Imports of grain-oriented electrical steels (GOES) picked up in May, MetalMiner’s Lisa Reisman reported.

The U.S. GOES coil price jumped 8% last month, rising to $2,712/mt as of June 1.

Reisman also offered an update on the state of Section 232 tariff exemption requests.

“Based on a quick search of exemption requests to the Section 232 steel tariffs, the Department of Commerce received 9,935 requests as of press time. However, MetalMiner could not find any additional grain-oriented electrical steel (GOES) requests since last month, when Nachi American Incorporated filed four requests on grounds that the only domestic GOES producer can not produce in the widths required,” she wrote.

Domestic Steel Sector Gains Momentum

Domestic steel prices continued to pick up speed last month, Martinez Canorea reported, hitting more than seven-year highs last month.

The imposition of the 25% steel tariff on imports from the E.U., Canada and Mexico has also supported domestic steel prices.

However, scrap steel prices haven’t joined in on the party, and have traded sideways of late, Martinez Canorea noted.

Meanwhile, Chinese steel prices have started to rise again after a winter season featuring higher-than-expected production (coming in spite of winter capacity cuts).

“Despite recent price increases, Chinese steel remains cheaper than U.S. domestic steel (even with a 25% steel tariff). This comes down to the price run-up of U.S. domestic steel prices, which have moved toward 2012 highs,” she wrote.

Copper, Zinc Prices

Copper and zinc prices have also been on the upswing so far this month, with the former surging above the $7,300/mt mark.

Demand in China is a key indicator of the strength of copper prices, as the country is the world’s top consumer of the metal.

“Chinese copper imports have surged since the beginning of the year. According to Chinese customs data released at the beginning of this month, copper imports increased to 475,000 tons. The 22% increase compared to April imports marks the highest total in more than 17 months,” Martinez Canorea wrote.

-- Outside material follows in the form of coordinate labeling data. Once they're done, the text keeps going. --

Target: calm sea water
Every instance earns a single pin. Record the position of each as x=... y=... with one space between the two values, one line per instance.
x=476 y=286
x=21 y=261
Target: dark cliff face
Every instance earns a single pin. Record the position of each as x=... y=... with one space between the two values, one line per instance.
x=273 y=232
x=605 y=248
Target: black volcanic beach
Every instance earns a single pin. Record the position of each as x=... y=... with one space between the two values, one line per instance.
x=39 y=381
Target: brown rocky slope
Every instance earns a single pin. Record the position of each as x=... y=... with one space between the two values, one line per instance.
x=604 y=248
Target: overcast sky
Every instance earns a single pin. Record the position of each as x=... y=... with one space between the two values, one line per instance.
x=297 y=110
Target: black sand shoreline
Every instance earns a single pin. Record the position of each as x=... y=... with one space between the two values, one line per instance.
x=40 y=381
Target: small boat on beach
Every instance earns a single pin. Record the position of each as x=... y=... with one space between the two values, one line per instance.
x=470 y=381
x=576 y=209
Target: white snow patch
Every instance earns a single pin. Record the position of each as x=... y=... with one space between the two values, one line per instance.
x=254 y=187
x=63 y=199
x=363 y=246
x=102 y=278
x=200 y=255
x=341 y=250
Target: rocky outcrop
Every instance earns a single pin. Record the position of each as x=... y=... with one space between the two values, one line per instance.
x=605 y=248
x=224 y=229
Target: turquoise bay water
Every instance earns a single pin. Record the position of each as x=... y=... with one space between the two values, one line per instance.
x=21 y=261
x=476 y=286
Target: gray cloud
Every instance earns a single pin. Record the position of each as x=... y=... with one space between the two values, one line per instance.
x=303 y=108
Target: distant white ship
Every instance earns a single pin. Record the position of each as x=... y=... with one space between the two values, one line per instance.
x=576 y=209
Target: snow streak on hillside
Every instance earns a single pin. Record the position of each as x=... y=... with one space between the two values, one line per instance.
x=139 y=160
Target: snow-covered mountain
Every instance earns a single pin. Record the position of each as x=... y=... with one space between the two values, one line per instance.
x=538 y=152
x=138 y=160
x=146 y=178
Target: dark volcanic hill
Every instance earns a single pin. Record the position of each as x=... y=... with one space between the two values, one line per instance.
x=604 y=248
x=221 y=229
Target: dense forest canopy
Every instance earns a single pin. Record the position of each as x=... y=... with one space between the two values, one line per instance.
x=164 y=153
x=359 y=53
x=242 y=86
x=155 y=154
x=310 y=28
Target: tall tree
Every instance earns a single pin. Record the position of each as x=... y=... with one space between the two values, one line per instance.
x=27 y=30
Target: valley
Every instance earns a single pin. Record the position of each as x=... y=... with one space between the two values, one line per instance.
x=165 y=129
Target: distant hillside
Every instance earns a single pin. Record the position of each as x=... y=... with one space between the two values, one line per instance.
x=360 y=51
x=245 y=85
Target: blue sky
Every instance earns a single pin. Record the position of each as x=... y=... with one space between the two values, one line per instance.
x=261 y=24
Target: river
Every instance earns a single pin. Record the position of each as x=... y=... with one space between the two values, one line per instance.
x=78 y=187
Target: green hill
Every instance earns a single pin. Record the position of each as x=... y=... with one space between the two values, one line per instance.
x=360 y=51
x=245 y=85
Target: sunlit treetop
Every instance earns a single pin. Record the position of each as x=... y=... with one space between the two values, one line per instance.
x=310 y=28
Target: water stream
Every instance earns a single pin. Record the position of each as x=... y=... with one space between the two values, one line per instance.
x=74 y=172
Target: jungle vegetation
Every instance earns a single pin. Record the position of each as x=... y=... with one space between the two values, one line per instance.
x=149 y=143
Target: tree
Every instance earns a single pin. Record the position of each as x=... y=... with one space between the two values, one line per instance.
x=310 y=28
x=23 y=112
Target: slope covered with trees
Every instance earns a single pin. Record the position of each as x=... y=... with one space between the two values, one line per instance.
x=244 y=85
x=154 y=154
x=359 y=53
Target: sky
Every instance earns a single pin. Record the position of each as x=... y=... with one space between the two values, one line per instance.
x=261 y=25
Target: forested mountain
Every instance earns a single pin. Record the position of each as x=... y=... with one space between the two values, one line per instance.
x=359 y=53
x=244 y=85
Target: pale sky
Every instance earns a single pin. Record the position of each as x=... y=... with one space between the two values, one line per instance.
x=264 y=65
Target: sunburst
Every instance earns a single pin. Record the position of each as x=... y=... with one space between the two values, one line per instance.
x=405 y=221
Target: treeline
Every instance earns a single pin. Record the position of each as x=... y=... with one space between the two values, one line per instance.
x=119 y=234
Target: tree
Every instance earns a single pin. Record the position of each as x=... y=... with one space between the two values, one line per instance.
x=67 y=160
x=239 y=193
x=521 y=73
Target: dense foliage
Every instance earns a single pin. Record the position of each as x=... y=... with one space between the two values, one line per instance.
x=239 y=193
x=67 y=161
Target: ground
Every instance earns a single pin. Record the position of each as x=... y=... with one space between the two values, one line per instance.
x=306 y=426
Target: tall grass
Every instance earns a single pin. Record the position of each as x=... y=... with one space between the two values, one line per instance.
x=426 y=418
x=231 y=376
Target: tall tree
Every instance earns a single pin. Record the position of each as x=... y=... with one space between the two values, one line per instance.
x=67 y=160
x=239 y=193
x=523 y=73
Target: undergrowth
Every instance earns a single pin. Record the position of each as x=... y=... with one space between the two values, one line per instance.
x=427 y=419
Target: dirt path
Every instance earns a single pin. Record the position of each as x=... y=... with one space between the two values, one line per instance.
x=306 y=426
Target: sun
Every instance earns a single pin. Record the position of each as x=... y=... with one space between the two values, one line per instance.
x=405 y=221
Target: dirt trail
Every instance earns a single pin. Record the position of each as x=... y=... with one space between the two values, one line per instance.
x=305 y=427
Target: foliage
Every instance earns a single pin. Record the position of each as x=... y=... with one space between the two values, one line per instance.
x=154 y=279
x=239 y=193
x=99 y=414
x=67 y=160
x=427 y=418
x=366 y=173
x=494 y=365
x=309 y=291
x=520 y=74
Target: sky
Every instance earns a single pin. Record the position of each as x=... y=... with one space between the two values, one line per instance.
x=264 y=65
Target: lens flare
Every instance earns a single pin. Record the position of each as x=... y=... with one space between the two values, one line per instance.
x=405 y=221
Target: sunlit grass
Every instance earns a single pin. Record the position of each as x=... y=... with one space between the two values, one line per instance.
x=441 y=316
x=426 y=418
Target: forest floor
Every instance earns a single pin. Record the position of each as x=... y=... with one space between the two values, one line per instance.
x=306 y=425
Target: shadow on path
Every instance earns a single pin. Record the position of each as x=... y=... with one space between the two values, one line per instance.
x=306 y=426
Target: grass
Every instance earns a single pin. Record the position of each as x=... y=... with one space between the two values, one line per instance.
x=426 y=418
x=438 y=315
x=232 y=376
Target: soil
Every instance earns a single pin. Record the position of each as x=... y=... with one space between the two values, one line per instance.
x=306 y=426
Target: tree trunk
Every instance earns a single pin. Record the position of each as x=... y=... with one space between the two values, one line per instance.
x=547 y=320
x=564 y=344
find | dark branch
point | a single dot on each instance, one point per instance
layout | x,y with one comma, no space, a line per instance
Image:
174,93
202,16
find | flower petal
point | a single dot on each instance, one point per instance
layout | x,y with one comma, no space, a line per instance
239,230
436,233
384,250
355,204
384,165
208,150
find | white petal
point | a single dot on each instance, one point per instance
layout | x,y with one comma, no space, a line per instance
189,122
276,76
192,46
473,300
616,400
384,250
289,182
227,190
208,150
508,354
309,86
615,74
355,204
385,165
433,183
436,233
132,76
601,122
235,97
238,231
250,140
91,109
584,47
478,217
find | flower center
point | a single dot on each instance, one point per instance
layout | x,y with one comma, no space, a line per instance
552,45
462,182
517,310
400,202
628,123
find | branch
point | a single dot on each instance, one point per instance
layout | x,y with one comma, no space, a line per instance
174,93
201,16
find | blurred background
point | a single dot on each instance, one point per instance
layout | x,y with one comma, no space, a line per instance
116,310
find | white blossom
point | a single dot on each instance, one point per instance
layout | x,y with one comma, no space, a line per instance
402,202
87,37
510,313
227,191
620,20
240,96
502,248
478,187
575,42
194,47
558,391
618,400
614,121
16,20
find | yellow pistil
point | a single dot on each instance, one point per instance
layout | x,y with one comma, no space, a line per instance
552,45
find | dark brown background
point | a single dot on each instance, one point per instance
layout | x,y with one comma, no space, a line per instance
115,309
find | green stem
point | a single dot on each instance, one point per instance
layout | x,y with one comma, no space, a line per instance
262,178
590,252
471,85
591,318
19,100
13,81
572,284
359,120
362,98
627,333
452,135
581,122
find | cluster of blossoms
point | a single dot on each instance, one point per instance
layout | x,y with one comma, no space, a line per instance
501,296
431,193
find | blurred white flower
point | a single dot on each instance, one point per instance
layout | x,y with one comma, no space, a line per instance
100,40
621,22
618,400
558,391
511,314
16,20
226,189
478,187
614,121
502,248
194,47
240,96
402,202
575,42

Despite a short-term downtrend in February, she added, zinc continues to run in a long-term uptrend, including an upward trajectory in May.

U.S. Imports of Steel Drop

The American Iron and Steel Institute (AISI) reported this week that U.S. imports of steel through the first five months of 2018 are down 2.5% compared with the January-May 2017 period.

The finished steel import market share reached 25%, according to the report, down from the year-to-date figure of 26%.

Rio Tinto, Minmetals Come Together in JV

Multinational miner Rio Tinto announced a joint venture deal with China’s Minmetals, one that will see the two firms come together for mineral exploration in China.

“The formalisation of the exploration joint venture is an important milestone in our growing partnership with China and Minmetals, who is an increasingly important player in the global mining industry,” Rio Tinto CEO J-S Jacques said in a prepared statement. “Our complementary strengths in exploration put us in the best possible position to find metals and minerals essential to human progress.”